A lot of my hikes end up being all-encompassing affairs. I have to wake up early, pack a few things, drive for awhile to some trailhead, meet up with a larger group, head off on some half-marathon-length hike including plenty of leisurely stops for food and carousing, and then often hang out after the hike at a bar for some post-hike drinks to savor the experience. And then there’s the drive home. The result is that it’s not unusual for a hike to turn into a 12-hour outing, if not more. Some days, I just don’t have the time for that.
Last weekend was one of those times when I had things to do, places to see, games to watch, etc., etc., etc. What to do? I like exploring in my proverbial backyard so I headed to Windsor, a few miles north of Santa Rosa and home of an excellent candy shop as well as a few other things. A ranch high up in the hills overlooking Windsor is where I obtain all my firewood so it’s an area I’m starting to know.

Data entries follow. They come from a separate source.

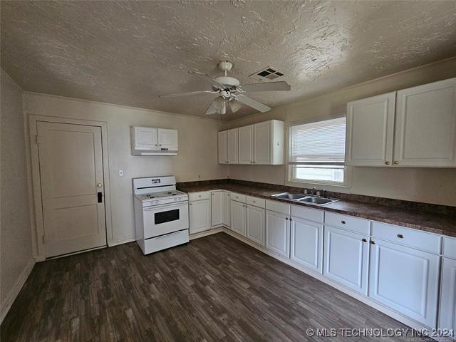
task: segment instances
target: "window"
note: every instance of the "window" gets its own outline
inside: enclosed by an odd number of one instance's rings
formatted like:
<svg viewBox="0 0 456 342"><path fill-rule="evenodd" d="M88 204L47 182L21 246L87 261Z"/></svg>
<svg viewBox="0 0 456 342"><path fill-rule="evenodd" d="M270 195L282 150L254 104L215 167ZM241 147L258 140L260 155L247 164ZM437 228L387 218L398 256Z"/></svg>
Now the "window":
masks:
<svg viewBox="0 0 456 342"><path fill-rule="evenodd" d="M289 180L345 183L346 118L289 128Z"/></svg>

What I didn’t know was much about Shiloh Ranch Regional Park. It’s a county park that
has about three miles of trails over some small, rolling hills. Well, not really hills, but nice little climbs.
It’s an easy spot to get to, and there are a few different choices of what paths to take. On our hike, we were trodding on a rare, non-rainy day of the past couple of weeks, so the ground was very muddy and the footing was unsteady. It meant that we had to move a little slower, and had to watch our footing even more closely. (I’ve already been pretty much of a steady-walker ever since the whole she-broke-her-ankle-in-two-places episode…)
The result was that instead of flying around the trails, it took a couple of hours. Starting out, the views of the adjacent vineyards are terrific, and then going around the property, there are some nice vistas heading in different directions. A few other people were out walking around, as were some horseback riders.
Having lived in the Deep (deep, deep, deep) South for 12 years before moving here, I know all about the Civil War, and even know about the Battle of Shiloh, which of course took place in Tennessee in 1862. According to the county parks sign at Shiloh Ranch, the area is named thusly because so many of the original settlers came from the South. I haven’t noticed any Southern twang-ish accents so I suppose the assimilation is pretty complete. That battle actually turned into a pivotal moment in U.S. history as the Confederates were unable to block those Northerners from advancing into Mississippi, and while it took three more years of fighting, that was the beginning of the end of the war. Depending on your point of view at the time (and I guess even in the present day), that was either bad news or good news.